As shown in Figure 8, we test the impact of the different average size of tasks on the performance of the algorithms. It can be seen that IDCS perform the best among the three algorithms in both the number of the completed tasks and completion rate, and the MOC algorithm is slightly worse than the IDCS algorithm. The DPDS algorithm is much less efficient. This is because the IDCS algorithm divides the task priority, which can ensure that the IDCS algorithm completes the less expensive task first, and discards the risky task. In contrast, the DPDS algorithm can’t fully utilize the computing power of the volunteer computing system. Even if it encounters the task that is expensive, the DPDS algorithm will also calculate it, which causes a waste of computing resources. Since the objective of MOC is complete each task before its deadline, it is less efficient than the IDCS algorithm. Moreover, since the computing power of the system is fixed in a certain period of time, the performance of three algorithms decreases as the average size of tasks increases.

5.1.2. The Impact of Task Set Scale

In Figure 9, we analyze the impact of task set scale. It can be seen that with the increase of the task set scale, the number of the completed task of the three algorithms finally tends to be stable. This is because the number of nodes does not increase, but the number of tasks increases. Therefore, the number of the completed tasks by VN is changeless.
At the same time, it can be seen from Figure 9b that the larger the size of the task set scale is, the more the number of tasks completed by the IDCS algorithm is. This is mainly because IDCS can make full use of computing resources to discards the tasks with high risks, which improves the number of tasks completed.
The task completion rate of the three algorithms decreases with the task set scale increase. This is because the number of tasks has increased, but there has been no relative increase in computing resources. In Figure 9a, it is obvious that the increase of task set scale has the least impact on IDCS algorithm.

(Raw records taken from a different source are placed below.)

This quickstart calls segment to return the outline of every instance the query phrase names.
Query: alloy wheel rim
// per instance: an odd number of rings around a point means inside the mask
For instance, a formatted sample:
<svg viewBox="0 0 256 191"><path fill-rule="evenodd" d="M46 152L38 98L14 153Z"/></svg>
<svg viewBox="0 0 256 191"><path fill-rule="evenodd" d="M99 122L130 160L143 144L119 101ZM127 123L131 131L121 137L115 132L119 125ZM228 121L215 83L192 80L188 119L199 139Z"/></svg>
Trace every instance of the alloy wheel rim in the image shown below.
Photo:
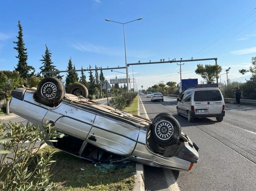
<svg viewBox="0 0 256 191"><path fill-rule="evenodd" d="M160 139L168 139L173 134L173 127L167 121L160 121L157 123L156 126L155 130L156 134Z"/></svg>
<svg viewBox="0 0 256 191"><path fill-rule="evenodd" d="M57 88L51 82L44 84L41 89L41 92L45 98L47 99L53 99L57 94Z"/></svg>

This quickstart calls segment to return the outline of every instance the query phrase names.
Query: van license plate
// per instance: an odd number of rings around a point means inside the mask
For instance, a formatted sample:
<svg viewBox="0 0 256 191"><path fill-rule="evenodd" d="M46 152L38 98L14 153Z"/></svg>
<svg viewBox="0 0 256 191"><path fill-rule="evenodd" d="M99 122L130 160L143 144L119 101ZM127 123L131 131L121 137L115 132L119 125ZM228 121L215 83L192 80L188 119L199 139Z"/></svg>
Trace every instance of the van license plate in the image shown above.
<svg viewBox="0 0 256 191"><path fill-rule="evenodd" d="M207 113L207 110L196 110L196 113Z"/></svg>

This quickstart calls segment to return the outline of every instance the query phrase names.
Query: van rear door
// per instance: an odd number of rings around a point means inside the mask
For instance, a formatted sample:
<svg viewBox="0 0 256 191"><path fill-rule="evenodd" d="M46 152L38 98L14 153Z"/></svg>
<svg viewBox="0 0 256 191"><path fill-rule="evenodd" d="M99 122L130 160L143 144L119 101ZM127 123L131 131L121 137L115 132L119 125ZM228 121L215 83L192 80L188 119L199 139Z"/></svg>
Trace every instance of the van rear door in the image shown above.
<svg viewBox="0 0 256 191"><path fill-rule="evenodd" d="M209 102L207 90L199 89L194 92L194 103L196 115L209 113Z"/></svg>
<svg viewBox="0 0 256 191"><path fill-rule="evenodd" d="M224 102L220 91L217 88L207 88L209 114L220 114Z"/></svg>

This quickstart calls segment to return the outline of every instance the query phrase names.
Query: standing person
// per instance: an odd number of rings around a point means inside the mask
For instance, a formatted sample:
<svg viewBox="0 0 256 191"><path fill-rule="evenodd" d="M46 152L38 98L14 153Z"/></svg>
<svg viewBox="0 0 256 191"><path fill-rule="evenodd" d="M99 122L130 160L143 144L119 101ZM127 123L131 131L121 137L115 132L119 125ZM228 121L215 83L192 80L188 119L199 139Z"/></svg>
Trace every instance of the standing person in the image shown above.
<svg viewBox="0 0 256 191"><path fill-rule="evenodd" d="M237 87L236 90L236 101L238 104L238 106L239 107L240 106L240 98L241 98L241 90L239 89L238 87Z"/></svg>

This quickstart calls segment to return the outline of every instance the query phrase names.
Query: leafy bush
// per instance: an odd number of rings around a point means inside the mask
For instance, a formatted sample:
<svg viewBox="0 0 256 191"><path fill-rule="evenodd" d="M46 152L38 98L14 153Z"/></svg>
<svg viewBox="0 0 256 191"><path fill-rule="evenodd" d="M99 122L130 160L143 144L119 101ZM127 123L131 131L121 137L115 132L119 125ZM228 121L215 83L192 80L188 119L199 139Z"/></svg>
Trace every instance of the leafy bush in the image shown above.
<svg viewBox="0 0 256 191"><path fill-rule="evenodd" d="M109 101L109 103L112 105L114 108L122 110L126 107L127 101L123 96L115 94L112 97L111 100Z"/></svg>
<svg viewBox="0 0 256 191"><path fill-rule="evenodd" d="M1 107L1 110L4 112L5 113L6 113L6 103L5 102Z"/></svg>
<svg viewBox="0 0 256 191"><path fill-rule="evenodd" d="M55 141L61 137L50 124L41 127L27 124L5 124L0 121L0 190L3 191L55 190L56 183L49 181L49 168L55 161L54 152L38 154L45 139ZM38 143L38 146L35 146Z"/></svg>

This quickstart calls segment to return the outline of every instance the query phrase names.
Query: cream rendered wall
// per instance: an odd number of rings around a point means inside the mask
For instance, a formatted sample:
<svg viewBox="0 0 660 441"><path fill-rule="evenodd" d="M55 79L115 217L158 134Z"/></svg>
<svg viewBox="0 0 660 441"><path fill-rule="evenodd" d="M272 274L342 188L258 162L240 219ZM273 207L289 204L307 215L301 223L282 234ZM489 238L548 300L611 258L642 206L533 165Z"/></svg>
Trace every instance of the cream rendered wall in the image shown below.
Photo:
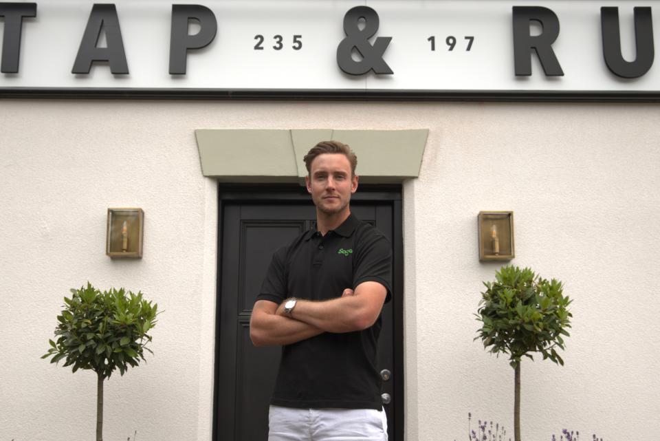
<svg viewBox="0 0 660 441"><path fill-rule="evenodd" d="M516 259L575 299L564 367L522 365L522 433L657 439L660 109L654 105L0 101L0 440L94 436L95 378L39 356L89 280L164 310L155 355L106 384L106 441L210 440L217 187L193 130L428 128L404 186L406 440L513 431L513 371L472 338L480 210L515 212ZM358 166L359 173L359 166ZM105 256L106 210L145 211L144 257ZM399 293L401 295L401 293ZM474 424L473 424L473 427Z"/></svg>

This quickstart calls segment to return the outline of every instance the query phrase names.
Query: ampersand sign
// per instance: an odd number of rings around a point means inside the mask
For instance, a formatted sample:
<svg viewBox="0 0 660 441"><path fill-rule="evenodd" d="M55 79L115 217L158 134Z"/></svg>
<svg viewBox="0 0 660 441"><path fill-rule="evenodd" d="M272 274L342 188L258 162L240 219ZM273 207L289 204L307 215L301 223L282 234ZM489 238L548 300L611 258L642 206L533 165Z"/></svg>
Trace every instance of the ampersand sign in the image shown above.
<svg viewBox="0 0 660 441"><path fill-rule="evenodd" d="M364 20L364 28L360 29L360 20ZM368 6L355 6L344 16L346 38L337 47L337 63L340 69L349 75L363 75L370 70L375 74L393 74L383 59L383 54L392 40L391 36L379 36L373 45L369 38L378 30L378 14ZM356 61L351 52L355 47L362 59Z"/></svg>

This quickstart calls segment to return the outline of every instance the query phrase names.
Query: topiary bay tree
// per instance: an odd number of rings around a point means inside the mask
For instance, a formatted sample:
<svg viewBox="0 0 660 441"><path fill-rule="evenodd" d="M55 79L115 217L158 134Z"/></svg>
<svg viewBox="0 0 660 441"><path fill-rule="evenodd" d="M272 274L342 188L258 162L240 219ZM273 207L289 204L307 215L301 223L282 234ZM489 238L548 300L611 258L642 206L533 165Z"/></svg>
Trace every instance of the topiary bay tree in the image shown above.
<svg viewBox="0 0 660 441"><path fill-rule="evenodd" d="M509 354L515 369L514 435L520 441L520 361L534 360L531 352L540 352L544 360L564 365L556 348L564 349L562 336L569 335L572 301L563 295L562 282L542 279L528 268L503 266L495 279L483 282L486 290L476 314L483 325L474 339L481 337L492 353Z"/></svg>
<svg viewBox="0 0 660 441"><path fill-rule="evenodd" d="M96 441L103 439L103 380L116 369L124 375L129 366L146 361L148 334L156 325L158 305L142 293L111 288L101 292L89 282L87 288L72 289L57 316L56 341L41 358L50 362L64 360L74 372L91 369L96 373ZM153 352L152 352L153 354Z"/></svg>

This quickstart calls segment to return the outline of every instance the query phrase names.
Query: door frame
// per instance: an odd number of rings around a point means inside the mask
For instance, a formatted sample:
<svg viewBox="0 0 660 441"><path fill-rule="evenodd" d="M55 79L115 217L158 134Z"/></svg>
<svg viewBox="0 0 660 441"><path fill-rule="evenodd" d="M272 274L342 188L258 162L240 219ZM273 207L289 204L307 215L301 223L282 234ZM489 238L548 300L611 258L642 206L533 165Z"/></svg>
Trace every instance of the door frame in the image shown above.
<svg viewBox="0 0 660 441"><path fill-rule="evenodd" d="M392 405L394 406L394 440L403 441L405 407L404 395L404 247L403 247L403 213L402 204L402 187L399 184L360 184L358 191L351 195L351 200L385 201L393 206L393 248L394 257L394 272L393 290L400 299L394 303L394 372L392 381L394 398ZM219 363L220 356L220 329L221 304L220 292L222 272L222 237L223 219L223 209L228 202L272 202L273 200L285 202L309 201L310 196L307 189L298 184L218 184L218 234L217 234L217 263L216 280L216 319L215 319L215 347L213 367L213 421L212 441L221 441L221 428L218 427L218 401L220 394L219 386L215 379L218 378L220 370Z"/></svg>

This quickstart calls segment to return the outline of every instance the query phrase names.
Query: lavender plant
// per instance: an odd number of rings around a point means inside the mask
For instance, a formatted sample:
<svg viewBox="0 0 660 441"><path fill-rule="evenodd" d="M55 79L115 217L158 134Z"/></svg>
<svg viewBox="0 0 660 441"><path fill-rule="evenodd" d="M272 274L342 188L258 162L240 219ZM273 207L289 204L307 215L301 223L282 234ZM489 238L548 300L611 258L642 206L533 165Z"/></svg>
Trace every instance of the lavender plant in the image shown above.
<svg viewBox="0 0 660 441"><path fill-rule="evenodd" d="M552 435L552 441L580 441L580 432L573 432L572 430L569 432L569 429L562 430L561 435L559 435L559 440L554 435ZM595 433L592 433L591 441L603 441L603 438L599 438Z"/></svg>

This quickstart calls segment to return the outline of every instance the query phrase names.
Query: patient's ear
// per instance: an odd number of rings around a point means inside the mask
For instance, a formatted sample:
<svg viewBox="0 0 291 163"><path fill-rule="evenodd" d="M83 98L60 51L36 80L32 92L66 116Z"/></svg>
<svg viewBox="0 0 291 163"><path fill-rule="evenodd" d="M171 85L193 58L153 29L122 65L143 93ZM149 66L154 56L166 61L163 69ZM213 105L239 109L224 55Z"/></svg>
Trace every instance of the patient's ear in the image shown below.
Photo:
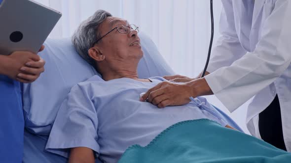
<svg viewBox="0 0 291 163"><path fill-rule="evenodd" d="M97 61L101 61L105 59L105 55L97 47L93 47L89 49L88 54L90 56Z"/></svg>

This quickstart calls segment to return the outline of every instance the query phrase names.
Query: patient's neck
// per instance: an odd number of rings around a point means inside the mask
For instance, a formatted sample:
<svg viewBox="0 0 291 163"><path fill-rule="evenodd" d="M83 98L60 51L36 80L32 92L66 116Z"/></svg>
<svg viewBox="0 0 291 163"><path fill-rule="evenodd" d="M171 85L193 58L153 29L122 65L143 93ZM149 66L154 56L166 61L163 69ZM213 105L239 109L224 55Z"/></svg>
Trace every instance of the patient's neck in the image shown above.
<svg viewBox="0 0 291 163"><path fill-rule="evenodd" d="M108 81L116 79L127 78L140 82L150 82L150 81L148 79L139 79L137 70L129 71L127 70L120 70L108 71L108 72L104 72L102 75L102 78L105 81Z"/></svg>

5.1.3. The Impact of the Number of Volunteer Nodes

Figure 10 shows the impact of the number of volunteer nodes on the performance of the algorithms. It can be seen that the task completion rate increases when the number of volunteer nodes increases, and the number of the completed tasks also increases. This is because the more nodes there are, the more computing power there is. At the same time, the IDCS algorithm is superior to the MOC algorithm and DPBS algorithm in both task completion rate and the number of the completed tasks.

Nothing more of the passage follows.